Thursday, January 2, 2014

A Call to Resurgence by Mark Driscoll

Mark Driscoll is a polarizing figure. When he is mentioned, people tend to gather on different sides. Many of my friends do not like him at all. They think he is arrogant and pushes the contextualization button a bit too hard. But then I have many other friends who have been greatly blessed through his ministry. They love his sermons and God has used his message of Jesus to change their life. I often feel I am one of the few that falls in the middle when it comes to his ministry. I have been blessed in the past, but certainly do understand some of the reservations. I do not know which side you gravitate towards, but one thing is for sure: I don't think Driscoll can or should be ignored.

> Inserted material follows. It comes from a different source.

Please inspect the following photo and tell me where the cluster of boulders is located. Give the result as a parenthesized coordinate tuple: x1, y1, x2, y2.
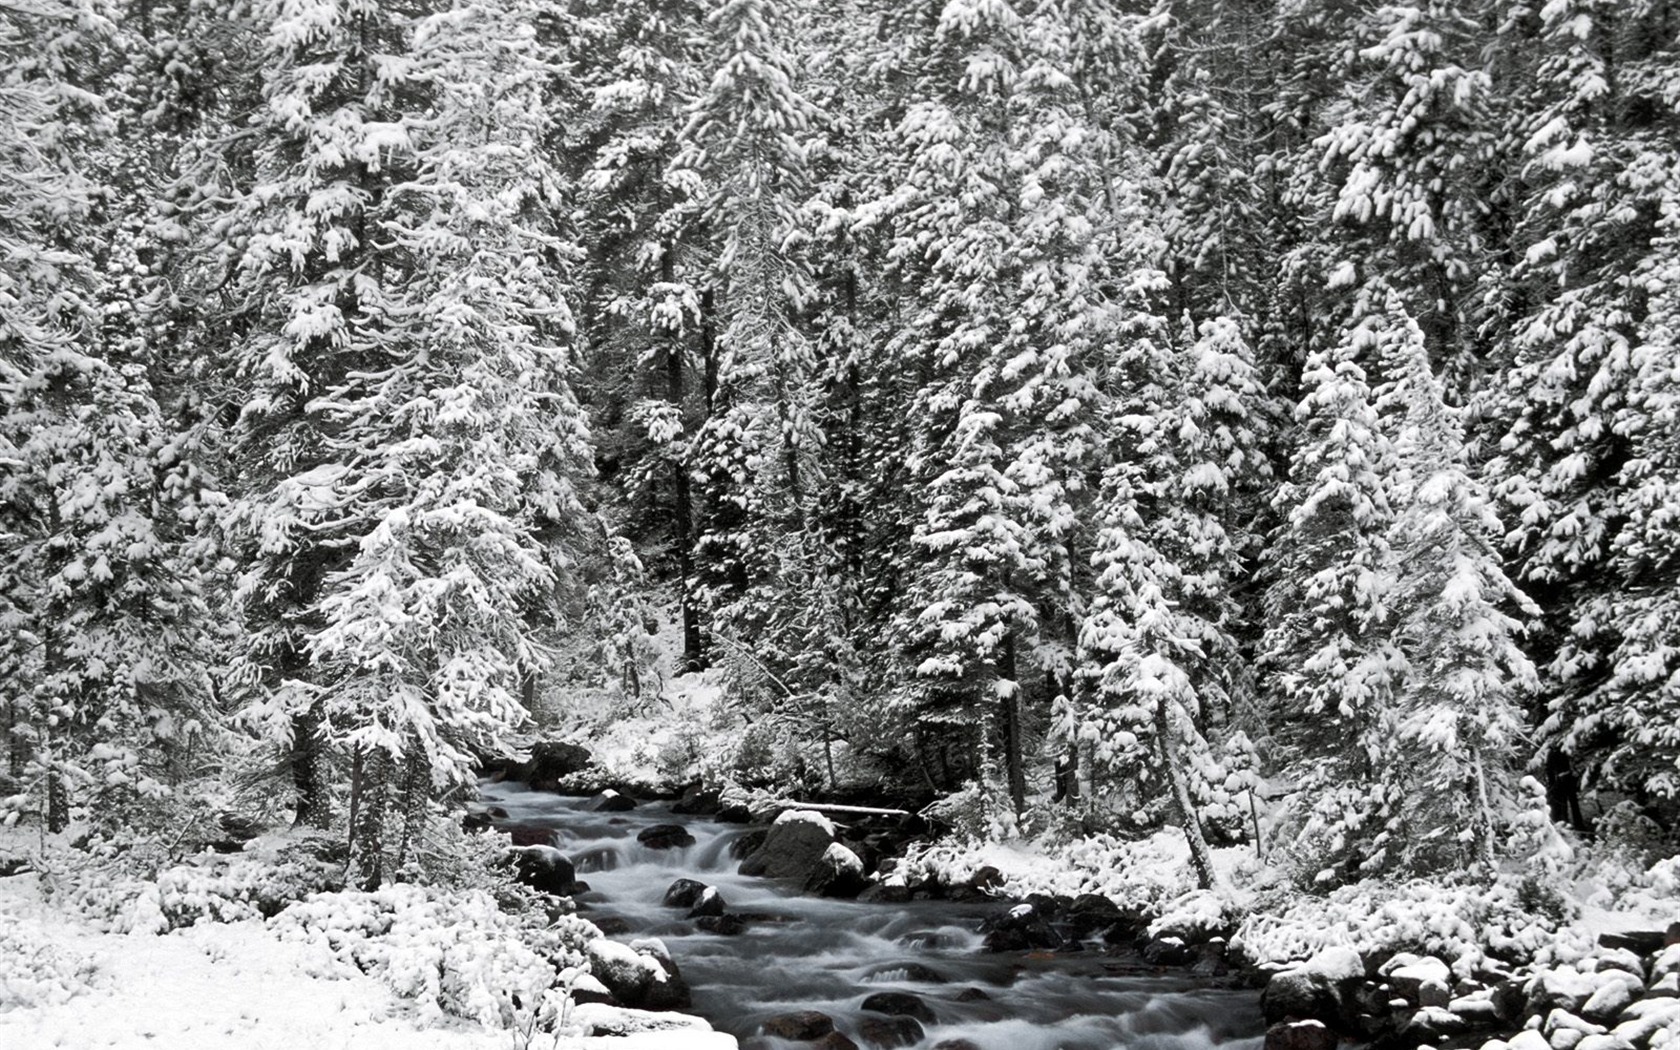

A couple months ago, I noticed Driscoll Tweeted that he was giving away free copies of his new book, A Call to Resurgence, to a handful of senior pastors. So, I commented on the tweet and actually won. He sent me a free copy (even autographed) of this new book. So I thought I would read it. And I'm glad I did.

My response to the book fell in line with what I have traditionally thought of Driscoll. Much of the book I really loved. I particularly enjoyed his take on the difference between Christendom and Christianity. This is the message I have preached and strongly believe. We need to stop fighting for the morality of our country and fight for the message of the gospel. We need to preach Jesus. His take is that Christendom, the ideology of a Christian nation, is dead. He ends the first chapter with these motivating words:
"This is not a political book. This is not a reactionary book. This is a prophetic book. Christendom is dead. Jesus is alive. Stay salty. Fear not" (31).
I also appreciated throughout the book some of the insightful thoughts he shares about the nature of the gospel message. For instance . . .
"The problem is, the gospel cannot be shown; it must be spoken. Love, grace, mercy, justice, and the like can be shown with works. The gospel of Jesus Christ, however, must be spoken with words, because the gospel of Jesus Christ is not about our deeds but rather Jesus' deeds: his sinless life, substitutionary death, burial, and bodily resurrection for the salvation of sinners. And without the gospel of Jesus Christ, you may still have morality, spirituality, and charity, but what you don't have is Christianity. Real Christianity results in these things but cannot be replaced by them" (24). 
He continues . . .
"At the end of the day, we don't need more celebrities and more debate. We need more Spirit-empowered Christians who take seriously their call to witness to God's work in this world, and to do so in unity with other Christians, even if they don't agree on some secondary matters" (81).
And . . .
"To the preachers who read this, I say this: You need to preach. Don't be a coward; preach! Don't be a motivational speaker; preach! Don't cave in to your critics; preach! Don't share your feelings; preach! And if you won't preach, then have the humility to find someone who will, and go find a job where the eternal fate of people is not at stake" (221).
I love it.

Probably the most controversial aspect of this book comes when he identifies tribalism. And this is part of the issue of why I struggle with Driscoll. Now, it was helpful for him to label the different tribes (people who believe different things) within the sphere of evangelicalism. I think his point in this is to get people to be okay with working with others who do not believe exactly how they believe. As long as they believe the basics of Christianity, they are on our team. This is the traditional cliche that gets thrown around in many Christian circles:

Let's just major in the majors and minor in the minors. 

I understand the premise of this statement, but it just doesn't seem to work in the real world. Who gets to define what is major and what is minor? That's the problem. Driscoll makes an attempt, but what if I think his circle of the gospel is too wide? Or what happens if I think he is too narrow? Then what, am I part of the problem? I mean, even in his descriptions of tribal leaders under the banner of evangelicalism, he includes people like Joel Osteen, Joyce Meyer, and T. D. Jakes; all people I would put in the realm of false teachers.

I know he is trying to include as many people as he can under the banner of Christianity so we can go to war with them instead of against them. But are some people who fall under the banner of Christianity actually not Christian? I'm not saying I have all the answers. For on the other side of the coin you have people who make it so narrow that they cannot work with anyone that doesn't fully agree with them in everything. And we discern ourselves to death, creating a culture that is known for pointing out the negative in people, even when we know they have the gospel correctly.

It is a hard question to answer. I appreciate he has started the conversation. There are other aspects of the book that I struggle with, but not enough for me to make them a big deal. I appreciate that Driscoll preaches God's holiness, our sin, Jesus as our substitute, and the balance of faith and repentance for salvation. His gospel message is solid and that is why I appreciate his ministry.

Does he do things that make me squirm? Absolutely. But that doesn't mean I will dismiss everything about him.

If you have never heard of Driscoll, this book will give you a good idea of who He is. It is funny. Sarcastic. Filled with Scripture. Bold. And seeks to lift high Jesus Christ. If that is what you are looking for, this might be a good read.